Saturday, February 25, 2017

Stubs - My Neighbor Totoro

My Neighbor Totoro aka Tonari no Totoro (1988; version viewed 2005) Voice Acting: Tim Daly, Dakota Fanning, Elle Fanning, Lea Salonga, Frank Welker. Directed by Hayao Miyazaki. Screenplay by Hayao Miyazaki. Produced by Toru Hara. Color. Japan. Animated, Fantasy, Foreign

Hayao Miyazaki is one of the great Japanese anime film directors of all-time, reaching International acclaim with films like Spirted Away (2001), Howl's Moving Castle (2004) and The Wind Rises (2013). A gifted storyteller, Miyazaki got his start as an in-between artist at Toei Animation in 1963 working on the theatrical feature anime Watchdog Bow Wow (1963) and the TV anime Wolf Boy Ken.

By 1968, Miyazaki was the chief animator on Hols: Prince of the Sun, though the film was directed by Isao Takahata. This would begin a collaboration between the two filmmakers that would eventually lead to their founding Studio Ghibli in 1985. It is at this studio where Miyazaki would direct his best-known films.

One of the studio’s early films was My Neighbor Totoro, released on the same day in 1988 as Takahata’s Grave of the Fireflies. The production was influenced greatly by the Art Director, Kazuo Oga, who had previously worked on such films as Barefoot Gen (1983) and Wicked City (1987). My Neighbor Totoro would take his career to a new level and would begin his continued relationship with Studio Ghibli.

The film was originally released in Japan with Noriko Hidaka as Satsuki Kusakabe, Chika Sakamoto as Mei Kusakabe, Shigesato Itoi as Tatsuo Kusakabe and Sumi Shimamoto voicing Yasuko Kusakabe. The film’s U.S. release came via Fox home video, which released the film on home video in 1993 under the title My Friend Totoro. Miyazaki, who had previously been disappointed in how his films were transitioned into English, would not allow Fox to make any edits and they had to stay as close to the original screenplay as possible.

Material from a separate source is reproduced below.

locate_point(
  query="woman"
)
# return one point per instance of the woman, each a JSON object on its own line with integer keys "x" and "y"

This release dubbed the film into English with Lisa Michelson voicing Satsuki Kusakabe, Cheryl Chase as Mei Kusakabe, Greg Snegoff as Tatsuo Kusakabe and Alexandra Kenworthy as Yasuko Kusakabe. If the first American cast doesn’t sound familiar, you are not alone.

When Fox’s rights lapsed, Disney picked them up. Why not, they have practically everything else? For their home video release, they re-cast the dubbed voices, bringing more recognizable actors to the lead roles. For Satsuki, they cast Dakota Fanning, at the time all of 11, but already an acclaimed actress. For the younger sister, they kept it in the family, casting Dakota’s younger sister Elle. The role of the father went to Tim Daly, who at the time was best known for his long-running role on TV’s Wings series.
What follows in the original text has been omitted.